The threat of an H-Bomb detonation from North Korea, the last staunch communist nation on the planet and one of the poorest, has been noted and disregarded, by the most financially advanced and blessed nation on earth.

The BBC reports:

The country was “ready to detonate a self-reliant A-bomb and H-bomb”, state news agency KCNA quoted him as saying.

If true, the development would mark a significant advancement in North Korean nuclear capabilities.

But White House spokesman Josh Earnest said Washington’s evidence “calls into serious question” Pyongyang’s claim.

“We take very seriously the risk and the threat that is posed by the North Korean regime in their ambitions to develop a nuclear weapon,” Mr Earnest added.

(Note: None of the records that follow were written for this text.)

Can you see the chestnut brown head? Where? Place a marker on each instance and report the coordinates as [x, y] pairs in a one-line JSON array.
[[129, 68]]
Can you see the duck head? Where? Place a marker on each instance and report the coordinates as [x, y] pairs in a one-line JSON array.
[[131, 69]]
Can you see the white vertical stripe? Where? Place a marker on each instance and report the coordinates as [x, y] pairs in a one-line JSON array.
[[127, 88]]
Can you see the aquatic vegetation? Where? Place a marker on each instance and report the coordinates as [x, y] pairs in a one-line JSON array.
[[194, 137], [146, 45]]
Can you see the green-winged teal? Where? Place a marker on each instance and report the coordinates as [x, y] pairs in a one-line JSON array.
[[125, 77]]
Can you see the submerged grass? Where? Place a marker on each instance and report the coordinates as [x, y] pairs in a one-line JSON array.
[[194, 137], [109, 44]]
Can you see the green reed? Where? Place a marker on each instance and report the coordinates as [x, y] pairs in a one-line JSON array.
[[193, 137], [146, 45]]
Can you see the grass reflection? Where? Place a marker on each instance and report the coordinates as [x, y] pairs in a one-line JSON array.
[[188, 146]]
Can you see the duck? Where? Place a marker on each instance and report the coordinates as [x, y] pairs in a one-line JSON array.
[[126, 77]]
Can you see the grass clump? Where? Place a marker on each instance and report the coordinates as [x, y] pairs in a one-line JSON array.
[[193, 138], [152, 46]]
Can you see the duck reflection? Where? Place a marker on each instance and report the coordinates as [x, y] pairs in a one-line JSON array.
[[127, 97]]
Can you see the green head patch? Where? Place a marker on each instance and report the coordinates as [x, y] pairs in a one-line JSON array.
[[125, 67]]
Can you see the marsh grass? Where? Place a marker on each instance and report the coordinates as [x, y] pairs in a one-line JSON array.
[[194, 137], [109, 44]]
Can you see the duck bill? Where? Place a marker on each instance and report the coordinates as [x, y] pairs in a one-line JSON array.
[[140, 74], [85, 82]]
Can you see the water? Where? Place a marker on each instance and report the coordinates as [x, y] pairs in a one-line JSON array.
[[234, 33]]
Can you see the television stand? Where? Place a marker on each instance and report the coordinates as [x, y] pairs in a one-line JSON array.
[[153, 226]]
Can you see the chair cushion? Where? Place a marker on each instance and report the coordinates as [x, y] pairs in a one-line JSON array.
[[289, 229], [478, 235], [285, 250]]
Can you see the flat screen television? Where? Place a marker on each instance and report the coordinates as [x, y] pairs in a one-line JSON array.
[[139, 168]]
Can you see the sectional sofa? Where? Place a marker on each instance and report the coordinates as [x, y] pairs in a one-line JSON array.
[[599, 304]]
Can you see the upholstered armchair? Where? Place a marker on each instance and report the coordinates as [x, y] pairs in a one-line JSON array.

Mr Kim made the remarks as he inspected a historical military site in the capital Pyongyang.

The work of his grandfather Kim Il-sung had turned North Korea into a “powerful nuclear weapons state ready to detonate a self-reliant A-bomb and H-bomb to reliably defend its sovereignty and the dignity of the nation”, he was quoted as saying.

While North Korea has made previous claims about its nuclear weapons capabilities this is thought to be its first reference to an H-bomb.

Such devices use fusion to create a blast far more powerful than a more basic atomic bomb.

North Korea has carried out three underground nuclear tests before, but experts cast doubt over the latest suggestions.

John Nilsson-Wright, head of the Asia programme at the Chatham House think-tank in London, was sceptical, saying it fitted into a previous pattern of bold claims from the North Korean leader.

The comments were likely to be an “attention-grabbing effort to assert North Korean autonomy and his own political authority”, he told the BBC.

“It’s hard to regard North Korea as possessing an H-bomb,” Lee Chun-geun, a research fellow at the Science and Technology Policy Institute in South Korea, told South Korean news agency Yonhap.